I’ve read this book so many times, it’s like an old friend. It’s difficult to know what to say about one of the most famous books ever written. A staple text of literature courses, the novel is often examined from a feminist or postcolonial perspective. It’s undoubtedly a classic and is part of the literary canon. Screen adaptations are popular, as are novels inspired by the story. It’s not easy to separate the original book from its cultural influence and look at it on its own, but I’ll try – without too many spoilers, if you’re yet to read the book.

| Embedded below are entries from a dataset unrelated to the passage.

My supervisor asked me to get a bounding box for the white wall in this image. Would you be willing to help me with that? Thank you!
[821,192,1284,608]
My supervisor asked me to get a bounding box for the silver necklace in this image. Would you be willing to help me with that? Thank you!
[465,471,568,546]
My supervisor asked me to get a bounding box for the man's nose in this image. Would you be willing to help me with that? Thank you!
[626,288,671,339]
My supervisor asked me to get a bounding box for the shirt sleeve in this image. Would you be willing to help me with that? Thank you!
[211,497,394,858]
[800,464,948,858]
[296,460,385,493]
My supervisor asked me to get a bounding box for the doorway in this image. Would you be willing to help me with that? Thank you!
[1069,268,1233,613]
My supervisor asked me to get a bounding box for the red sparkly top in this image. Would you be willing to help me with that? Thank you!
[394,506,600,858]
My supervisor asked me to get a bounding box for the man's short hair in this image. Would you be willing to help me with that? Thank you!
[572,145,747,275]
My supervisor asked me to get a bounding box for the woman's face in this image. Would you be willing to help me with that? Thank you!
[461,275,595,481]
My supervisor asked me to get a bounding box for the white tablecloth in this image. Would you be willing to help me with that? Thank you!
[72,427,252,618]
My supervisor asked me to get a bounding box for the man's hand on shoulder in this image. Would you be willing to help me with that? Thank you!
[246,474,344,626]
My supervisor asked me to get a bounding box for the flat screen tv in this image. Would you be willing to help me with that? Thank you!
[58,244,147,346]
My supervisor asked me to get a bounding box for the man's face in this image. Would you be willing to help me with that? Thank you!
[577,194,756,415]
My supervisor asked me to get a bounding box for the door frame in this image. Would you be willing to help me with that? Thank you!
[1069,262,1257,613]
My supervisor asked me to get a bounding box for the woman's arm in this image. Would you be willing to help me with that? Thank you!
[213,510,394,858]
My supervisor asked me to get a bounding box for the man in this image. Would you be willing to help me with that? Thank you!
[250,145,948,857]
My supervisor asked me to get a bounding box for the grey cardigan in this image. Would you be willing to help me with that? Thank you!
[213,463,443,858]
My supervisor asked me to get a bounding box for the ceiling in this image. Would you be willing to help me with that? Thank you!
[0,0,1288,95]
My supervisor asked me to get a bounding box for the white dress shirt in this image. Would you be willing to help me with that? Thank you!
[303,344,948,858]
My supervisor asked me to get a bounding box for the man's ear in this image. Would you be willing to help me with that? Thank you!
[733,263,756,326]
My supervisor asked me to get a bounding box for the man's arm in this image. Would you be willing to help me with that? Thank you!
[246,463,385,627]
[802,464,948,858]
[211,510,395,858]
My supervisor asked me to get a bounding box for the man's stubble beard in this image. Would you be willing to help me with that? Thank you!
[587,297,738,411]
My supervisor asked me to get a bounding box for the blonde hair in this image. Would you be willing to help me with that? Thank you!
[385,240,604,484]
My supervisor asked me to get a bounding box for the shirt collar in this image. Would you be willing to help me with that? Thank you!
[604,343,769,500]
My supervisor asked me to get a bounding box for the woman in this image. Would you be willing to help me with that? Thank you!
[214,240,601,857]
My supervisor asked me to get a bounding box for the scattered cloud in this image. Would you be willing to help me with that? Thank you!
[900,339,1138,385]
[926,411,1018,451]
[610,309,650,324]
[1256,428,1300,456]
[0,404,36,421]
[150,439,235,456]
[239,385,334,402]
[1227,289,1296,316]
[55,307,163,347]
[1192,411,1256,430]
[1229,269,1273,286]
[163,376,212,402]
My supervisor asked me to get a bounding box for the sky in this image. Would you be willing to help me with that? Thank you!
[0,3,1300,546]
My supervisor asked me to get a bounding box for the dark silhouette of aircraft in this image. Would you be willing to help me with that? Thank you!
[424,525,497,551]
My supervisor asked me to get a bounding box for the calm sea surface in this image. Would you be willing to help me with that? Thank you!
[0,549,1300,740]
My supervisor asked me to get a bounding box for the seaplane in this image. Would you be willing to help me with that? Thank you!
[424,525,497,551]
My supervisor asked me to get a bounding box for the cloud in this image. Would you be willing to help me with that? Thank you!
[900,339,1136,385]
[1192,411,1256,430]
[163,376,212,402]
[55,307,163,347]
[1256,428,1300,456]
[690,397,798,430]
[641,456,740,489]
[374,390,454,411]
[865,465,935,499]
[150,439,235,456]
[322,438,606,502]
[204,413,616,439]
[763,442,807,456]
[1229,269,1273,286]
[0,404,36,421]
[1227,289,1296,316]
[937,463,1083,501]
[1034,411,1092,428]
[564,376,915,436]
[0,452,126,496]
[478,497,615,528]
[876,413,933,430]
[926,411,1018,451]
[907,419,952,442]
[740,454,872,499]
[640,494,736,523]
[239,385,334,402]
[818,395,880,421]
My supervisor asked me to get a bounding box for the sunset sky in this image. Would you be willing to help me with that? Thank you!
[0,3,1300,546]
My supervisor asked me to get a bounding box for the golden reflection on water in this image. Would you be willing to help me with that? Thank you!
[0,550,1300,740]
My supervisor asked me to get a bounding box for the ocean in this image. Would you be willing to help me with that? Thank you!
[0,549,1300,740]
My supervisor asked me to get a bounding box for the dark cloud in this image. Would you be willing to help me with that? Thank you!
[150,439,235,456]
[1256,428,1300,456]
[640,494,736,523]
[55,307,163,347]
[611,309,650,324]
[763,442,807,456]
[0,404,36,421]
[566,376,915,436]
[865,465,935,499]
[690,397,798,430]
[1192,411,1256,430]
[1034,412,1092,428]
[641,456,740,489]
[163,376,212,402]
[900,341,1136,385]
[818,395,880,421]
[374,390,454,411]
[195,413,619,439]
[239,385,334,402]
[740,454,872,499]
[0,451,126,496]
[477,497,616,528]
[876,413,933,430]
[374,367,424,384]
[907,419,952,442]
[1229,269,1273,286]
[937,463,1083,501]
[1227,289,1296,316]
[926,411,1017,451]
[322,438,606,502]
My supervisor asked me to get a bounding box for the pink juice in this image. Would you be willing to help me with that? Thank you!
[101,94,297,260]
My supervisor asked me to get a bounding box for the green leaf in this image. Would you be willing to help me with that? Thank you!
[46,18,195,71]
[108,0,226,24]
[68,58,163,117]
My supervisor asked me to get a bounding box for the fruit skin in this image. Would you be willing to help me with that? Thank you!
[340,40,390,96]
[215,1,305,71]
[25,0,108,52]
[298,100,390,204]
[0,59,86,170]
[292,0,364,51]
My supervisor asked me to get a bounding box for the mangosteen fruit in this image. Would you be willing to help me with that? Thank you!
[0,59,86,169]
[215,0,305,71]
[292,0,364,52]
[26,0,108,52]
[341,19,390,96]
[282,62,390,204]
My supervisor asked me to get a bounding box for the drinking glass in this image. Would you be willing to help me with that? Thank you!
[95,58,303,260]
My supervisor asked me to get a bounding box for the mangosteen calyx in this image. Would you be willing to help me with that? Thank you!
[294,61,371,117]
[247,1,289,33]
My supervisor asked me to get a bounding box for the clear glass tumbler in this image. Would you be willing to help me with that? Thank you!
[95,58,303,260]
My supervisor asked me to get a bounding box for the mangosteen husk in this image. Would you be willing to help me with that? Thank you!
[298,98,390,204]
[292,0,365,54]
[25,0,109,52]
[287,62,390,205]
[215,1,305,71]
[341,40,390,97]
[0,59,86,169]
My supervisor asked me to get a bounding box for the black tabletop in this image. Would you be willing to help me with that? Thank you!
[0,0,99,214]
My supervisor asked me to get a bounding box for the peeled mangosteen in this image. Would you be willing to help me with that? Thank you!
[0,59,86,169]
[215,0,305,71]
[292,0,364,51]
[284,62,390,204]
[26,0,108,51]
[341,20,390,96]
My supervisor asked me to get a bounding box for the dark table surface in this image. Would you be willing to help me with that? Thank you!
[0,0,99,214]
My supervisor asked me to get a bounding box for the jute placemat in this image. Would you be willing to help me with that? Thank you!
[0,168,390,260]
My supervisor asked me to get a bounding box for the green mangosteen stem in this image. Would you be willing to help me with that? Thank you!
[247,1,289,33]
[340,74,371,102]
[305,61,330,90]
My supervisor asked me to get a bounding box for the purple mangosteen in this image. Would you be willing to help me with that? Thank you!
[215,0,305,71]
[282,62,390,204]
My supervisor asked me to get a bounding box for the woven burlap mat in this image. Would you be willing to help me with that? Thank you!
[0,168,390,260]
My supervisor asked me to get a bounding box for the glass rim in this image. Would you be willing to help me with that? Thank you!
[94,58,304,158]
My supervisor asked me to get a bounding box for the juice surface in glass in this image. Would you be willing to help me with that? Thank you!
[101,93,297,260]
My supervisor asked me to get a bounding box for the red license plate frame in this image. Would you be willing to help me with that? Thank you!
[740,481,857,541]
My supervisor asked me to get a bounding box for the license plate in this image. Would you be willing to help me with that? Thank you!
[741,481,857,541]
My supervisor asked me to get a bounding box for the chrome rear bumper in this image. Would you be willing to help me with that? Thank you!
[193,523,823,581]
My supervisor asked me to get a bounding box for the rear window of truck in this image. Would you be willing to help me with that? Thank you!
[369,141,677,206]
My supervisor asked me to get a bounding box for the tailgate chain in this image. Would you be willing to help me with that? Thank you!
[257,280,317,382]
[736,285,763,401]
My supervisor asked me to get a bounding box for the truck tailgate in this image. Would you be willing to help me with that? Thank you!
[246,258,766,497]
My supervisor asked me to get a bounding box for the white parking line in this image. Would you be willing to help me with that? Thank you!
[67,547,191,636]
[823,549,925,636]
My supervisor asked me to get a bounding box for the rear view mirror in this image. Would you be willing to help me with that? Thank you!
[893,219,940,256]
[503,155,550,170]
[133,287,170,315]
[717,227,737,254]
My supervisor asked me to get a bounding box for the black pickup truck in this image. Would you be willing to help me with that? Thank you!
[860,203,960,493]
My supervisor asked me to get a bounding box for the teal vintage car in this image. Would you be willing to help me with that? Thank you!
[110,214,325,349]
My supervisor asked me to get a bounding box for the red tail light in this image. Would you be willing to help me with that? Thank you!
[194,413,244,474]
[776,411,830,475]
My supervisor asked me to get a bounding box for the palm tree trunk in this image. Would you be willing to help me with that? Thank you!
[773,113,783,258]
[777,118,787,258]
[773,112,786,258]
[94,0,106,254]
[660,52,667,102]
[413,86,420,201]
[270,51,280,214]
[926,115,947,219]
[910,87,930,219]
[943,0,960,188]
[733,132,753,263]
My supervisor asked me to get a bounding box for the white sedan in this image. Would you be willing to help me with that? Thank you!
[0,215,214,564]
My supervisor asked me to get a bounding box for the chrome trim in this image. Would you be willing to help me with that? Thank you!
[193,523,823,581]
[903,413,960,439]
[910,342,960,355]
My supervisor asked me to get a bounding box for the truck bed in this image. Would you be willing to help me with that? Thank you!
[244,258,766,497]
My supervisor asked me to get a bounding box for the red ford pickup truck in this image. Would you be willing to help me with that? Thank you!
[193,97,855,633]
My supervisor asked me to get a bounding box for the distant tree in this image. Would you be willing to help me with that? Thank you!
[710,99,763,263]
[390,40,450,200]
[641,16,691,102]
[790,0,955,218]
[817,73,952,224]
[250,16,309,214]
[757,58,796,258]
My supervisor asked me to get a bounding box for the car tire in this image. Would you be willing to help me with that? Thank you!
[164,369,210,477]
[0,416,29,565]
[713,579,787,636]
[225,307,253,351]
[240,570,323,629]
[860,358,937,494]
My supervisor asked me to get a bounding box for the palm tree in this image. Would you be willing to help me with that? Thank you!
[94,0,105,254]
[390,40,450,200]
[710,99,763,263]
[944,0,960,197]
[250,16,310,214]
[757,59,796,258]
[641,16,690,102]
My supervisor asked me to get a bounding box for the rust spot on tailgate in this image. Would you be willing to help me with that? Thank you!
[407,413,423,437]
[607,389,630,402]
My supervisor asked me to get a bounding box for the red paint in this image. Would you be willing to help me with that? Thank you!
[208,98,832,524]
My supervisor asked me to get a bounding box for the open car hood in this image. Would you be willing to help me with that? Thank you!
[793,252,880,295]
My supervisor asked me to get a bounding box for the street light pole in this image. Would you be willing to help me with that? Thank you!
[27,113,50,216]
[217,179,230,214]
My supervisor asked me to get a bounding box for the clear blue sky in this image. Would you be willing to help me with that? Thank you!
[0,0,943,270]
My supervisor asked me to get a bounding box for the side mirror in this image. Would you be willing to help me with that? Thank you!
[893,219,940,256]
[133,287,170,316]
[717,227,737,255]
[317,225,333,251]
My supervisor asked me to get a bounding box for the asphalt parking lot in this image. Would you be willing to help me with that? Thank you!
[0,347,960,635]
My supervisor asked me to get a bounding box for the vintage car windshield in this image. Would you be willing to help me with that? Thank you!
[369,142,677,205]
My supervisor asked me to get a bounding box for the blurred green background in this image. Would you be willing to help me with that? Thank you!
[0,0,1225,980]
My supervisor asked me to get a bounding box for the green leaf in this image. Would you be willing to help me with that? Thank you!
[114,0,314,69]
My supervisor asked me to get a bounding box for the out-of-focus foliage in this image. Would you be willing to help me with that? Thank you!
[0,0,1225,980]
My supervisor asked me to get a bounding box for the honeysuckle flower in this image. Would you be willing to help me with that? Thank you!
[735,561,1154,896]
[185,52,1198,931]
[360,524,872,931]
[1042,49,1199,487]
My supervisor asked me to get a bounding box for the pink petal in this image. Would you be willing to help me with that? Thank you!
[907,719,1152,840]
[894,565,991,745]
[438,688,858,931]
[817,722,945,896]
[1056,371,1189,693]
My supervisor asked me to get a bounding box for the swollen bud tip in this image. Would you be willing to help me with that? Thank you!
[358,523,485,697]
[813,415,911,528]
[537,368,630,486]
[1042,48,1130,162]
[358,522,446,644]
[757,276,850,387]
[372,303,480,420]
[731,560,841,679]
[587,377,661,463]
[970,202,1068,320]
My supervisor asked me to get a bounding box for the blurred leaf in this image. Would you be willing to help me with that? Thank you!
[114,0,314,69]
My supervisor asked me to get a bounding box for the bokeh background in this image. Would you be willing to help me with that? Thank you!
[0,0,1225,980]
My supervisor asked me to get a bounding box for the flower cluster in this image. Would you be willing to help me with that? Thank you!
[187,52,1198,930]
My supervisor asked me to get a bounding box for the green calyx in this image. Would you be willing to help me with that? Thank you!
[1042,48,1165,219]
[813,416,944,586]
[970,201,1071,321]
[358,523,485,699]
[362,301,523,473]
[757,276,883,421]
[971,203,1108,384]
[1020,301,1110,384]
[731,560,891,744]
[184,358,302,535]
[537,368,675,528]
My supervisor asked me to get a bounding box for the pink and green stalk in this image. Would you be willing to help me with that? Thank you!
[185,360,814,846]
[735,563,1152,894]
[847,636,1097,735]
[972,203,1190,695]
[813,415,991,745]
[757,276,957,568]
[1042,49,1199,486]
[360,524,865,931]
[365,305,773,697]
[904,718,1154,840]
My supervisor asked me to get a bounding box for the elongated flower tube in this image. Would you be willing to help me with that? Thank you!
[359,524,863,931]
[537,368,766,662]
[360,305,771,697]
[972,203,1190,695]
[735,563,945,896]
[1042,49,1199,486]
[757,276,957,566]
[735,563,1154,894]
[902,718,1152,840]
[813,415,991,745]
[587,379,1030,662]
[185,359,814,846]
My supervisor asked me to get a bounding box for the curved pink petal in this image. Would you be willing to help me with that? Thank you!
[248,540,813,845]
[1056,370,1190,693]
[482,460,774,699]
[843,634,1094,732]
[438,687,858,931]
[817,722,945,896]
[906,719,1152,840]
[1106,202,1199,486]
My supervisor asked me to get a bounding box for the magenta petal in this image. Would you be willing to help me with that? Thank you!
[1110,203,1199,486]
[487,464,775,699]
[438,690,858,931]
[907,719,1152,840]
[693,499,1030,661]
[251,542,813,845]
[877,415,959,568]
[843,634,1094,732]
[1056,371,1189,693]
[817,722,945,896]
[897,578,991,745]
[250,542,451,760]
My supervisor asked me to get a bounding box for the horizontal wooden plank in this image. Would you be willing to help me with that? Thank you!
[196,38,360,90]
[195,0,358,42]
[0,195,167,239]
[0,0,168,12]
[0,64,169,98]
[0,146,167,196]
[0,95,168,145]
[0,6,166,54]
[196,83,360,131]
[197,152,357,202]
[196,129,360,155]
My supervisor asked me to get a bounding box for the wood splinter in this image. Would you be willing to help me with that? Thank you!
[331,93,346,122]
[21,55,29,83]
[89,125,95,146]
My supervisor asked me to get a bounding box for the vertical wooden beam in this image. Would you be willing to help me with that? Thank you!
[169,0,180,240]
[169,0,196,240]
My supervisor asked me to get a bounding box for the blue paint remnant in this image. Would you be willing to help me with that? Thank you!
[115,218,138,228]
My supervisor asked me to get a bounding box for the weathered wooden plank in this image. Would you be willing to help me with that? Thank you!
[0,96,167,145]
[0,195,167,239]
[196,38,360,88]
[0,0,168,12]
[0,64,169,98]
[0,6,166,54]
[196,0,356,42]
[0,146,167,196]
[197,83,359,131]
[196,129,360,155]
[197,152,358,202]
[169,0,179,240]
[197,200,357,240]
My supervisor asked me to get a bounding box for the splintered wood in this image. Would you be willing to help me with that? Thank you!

The novel is a fictional autobiography of Jane Eyre, who is clever and strong-willed but neither angelic nor conventionally beautiful – certainly a disadvantage for women in the 19th century. A poor orphan, her childhood is an unhappy one, abused in her relatives’ household and then sent to a dreadful school where she is isolated from society and discouraged from being an individual. Fast-forward a few years, she becomes a governess in a gothic mansion, where she falls in love with her employer, the moody Mr Rochester. But he has a terrible secret and Jane has to choose between what her heart desires and what she knows is right.
What I enjoy most about the novel is the narrative style. Dramatic, confident and easily switching between past and present tense, it’s absolutely gripping – and there are very few novels of that era I can say that about. Jane Eyre herself is a fantastic character, likeable, witty and resourceful. Of course it’s impossible to avoid identifying her as Charlotte Brontë, with whom she shares many characteristics and experiences. It’s interesting to consider that the book was first published in 1847 under the ambiguous pseudonym Currer Bell and no one could be sure if the author was male or female. What I find amazing is that she was thirty-one when the book was published, a comparatively young age to have produced such a mature masterpiece. It’s terribly sad to realise she only lived for eight more years after this. Her last novel, Villette, is my favourite classic. Just think what more she could have achieved had she survived.
This edition is a Penguin Classic, published in 2006, edited with an introduction and excellent notes by Dr Stevie Davies.